Révélations choquantes : Les applications de Meta continuent de promouvoir du contenu prédateur pour enfants, selon un rapport
L'entreprise affirme avoir mis en place de nouvelles mesures pour détecter les "adultes potentiellement suspects". Comment prévoit-elle de garantir la sécurité avec ces nouvelles mesures ?
- Meta est accusé de ne pas empêcher la promotion de contenus d’abus d’enfants sur sa plateforme.
- Des tests montrent que Meta met du temps à réagir aux signalements de tels contenus.
- Meta a déclaré avoir amélioré ses systèmes internes pour restreindre les « adultes potentiellement suspects ».
- La société est sous pression croissante pour sa gestion de la sécurité des enfants.
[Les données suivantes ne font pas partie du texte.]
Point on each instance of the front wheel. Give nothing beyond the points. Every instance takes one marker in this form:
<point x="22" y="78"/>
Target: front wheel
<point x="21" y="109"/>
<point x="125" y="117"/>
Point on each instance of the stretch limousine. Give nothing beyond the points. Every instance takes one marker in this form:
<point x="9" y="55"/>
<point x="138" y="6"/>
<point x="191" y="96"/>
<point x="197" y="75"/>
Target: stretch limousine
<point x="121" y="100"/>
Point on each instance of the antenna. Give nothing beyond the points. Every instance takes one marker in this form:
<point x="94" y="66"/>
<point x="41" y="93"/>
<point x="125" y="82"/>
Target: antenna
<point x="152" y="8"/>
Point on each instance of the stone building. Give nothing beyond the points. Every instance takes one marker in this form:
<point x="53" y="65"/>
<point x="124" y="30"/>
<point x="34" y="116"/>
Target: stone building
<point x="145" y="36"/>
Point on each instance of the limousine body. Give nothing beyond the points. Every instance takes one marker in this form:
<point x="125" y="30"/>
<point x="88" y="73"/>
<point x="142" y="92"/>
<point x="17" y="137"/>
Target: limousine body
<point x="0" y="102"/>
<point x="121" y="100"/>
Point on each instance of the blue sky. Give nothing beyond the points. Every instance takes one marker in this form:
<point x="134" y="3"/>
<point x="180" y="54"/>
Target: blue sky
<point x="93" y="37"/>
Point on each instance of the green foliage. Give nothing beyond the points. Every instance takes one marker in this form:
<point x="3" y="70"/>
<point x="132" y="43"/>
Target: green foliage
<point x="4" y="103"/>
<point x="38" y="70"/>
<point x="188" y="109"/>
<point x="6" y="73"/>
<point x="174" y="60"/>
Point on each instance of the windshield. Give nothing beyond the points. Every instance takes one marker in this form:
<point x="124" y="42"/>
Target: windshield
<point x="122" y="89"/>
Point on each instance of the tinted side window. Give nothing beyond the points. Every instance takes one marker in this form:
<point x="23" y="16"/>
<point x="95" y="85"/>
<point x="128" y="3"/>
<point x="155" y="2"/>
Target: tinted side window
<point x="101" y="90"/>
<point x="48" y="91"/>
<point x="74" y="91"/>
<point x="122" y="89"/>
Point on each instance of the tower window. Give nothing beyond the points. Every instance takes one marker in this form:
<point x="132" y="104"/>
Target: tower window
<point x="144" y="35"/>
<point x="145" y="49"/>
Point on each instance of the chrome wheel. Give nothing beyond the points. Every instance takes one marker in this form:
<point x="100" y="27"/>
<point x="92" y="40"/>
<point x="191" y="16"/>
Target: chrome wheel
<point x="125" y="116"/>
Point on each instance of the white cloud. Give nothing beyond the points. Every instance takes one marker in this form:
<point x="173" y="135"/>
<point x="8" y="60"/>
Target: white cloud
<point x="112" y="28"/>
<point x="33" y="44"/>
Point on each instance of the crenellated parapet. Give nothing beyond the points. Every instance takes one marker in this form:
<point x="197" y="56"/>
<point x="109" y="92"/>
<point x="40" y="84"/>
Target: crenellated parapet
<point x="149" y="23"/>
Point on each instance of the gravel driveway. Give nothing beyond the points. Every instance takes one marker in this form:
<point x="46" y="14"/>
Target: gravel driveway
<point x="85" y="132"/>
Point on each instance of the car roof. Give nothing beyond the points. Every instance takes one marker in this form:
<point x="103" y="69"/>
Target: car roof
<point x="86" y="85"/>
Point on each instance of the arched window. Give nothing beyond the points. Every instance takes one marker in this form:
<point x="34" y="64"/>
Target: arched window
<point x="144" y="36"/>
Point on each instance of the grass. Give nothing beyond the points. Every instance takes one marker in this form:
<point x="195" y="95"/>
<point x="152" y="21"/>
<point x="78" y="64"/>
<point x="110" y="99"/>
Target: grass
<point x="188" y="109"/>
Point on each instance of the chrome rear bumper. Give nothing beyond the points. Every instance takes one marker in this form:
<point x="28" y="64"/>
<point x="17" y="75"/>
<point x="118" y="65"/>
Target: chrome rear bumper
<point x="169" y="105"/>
Les failles de Meta dans la lutte contre l’exploitation des enfants
Meta, l’entreprise mère de Facebook et Instagram, est pointée du doigt pour sa gestion insuffisante de la protection des enfants. Selon un rapport du The Wall Street Journal, il semblerait que des réseaux entiers de personnes utilisent sa plateforme pour promouvoir des contenus liés à l’exploitation des enfants.
Les tests révélateurs
Le rapport, réalisé en collaboration avec le Centre Canadien pour la Protection de l’Enfance, détaille comment les algorithmes de Meta peuvent suggérer des groupes Facebook, des hashtags Instagram et d’autres comptes utilisés pour partager du matériel d’exploitation d’enfants. Les résultats de ces tests montrent que Meta est lent à réagir aux rapports sur ces contenus. Pire encore, ses propres algorithmes facilitent souvent la connexion des personnes avec ces contenus abusifs.
Les mesures prises par Meta
Dans une mise à jour détaillée sur son site web, Meta a reconnu que les « prédateurs sont des criminels déterminés qui testent les défenses des applications, sites web et plateformes ». Pour lutter contre ces comportements, la société a déclaré avoir amélioré bon nombre de ses systèmes internes pour restreindre les « adultes potentiellement suspects ». Elle a également élargi la liste des termes, phrases et émojis liés à la sécurité des enfants que ses systèmes doivent détecter. De plus, Meta utilise maintenant l’apprentissage automatique pour découvrir de nouveaux termes de recherche susceptibles d’être exploités par les prédateurs d’enfants.
La pression croissante sur Meta
Au-delà de ces efforts, Meta fait face à une pression croissante concernant sa gestion de la sécurité des enfants. L’Union Européenne a récemment lancé une nouvelle loi pour enquêter sur la gestion par la société du matériel d’abus d’enfants, suite au rapport du Journal. Elle a même fixé un délai au 22 décembre pour que Meta lui transmette des données.
L’avis de la rédaction
Il est indéniable que Meta fait face à un défi de taille. Cependant, la question demeure : ces mesures sont-elles suffisantes ? L’ampleur de l’exploitation des enfants en ligne est effarante et nécessite une action plus déterminée de la part des géants de la technologie. Meta, en tant que leader du secteur, se doit d’être un exemple dans la lutte contre ces abus.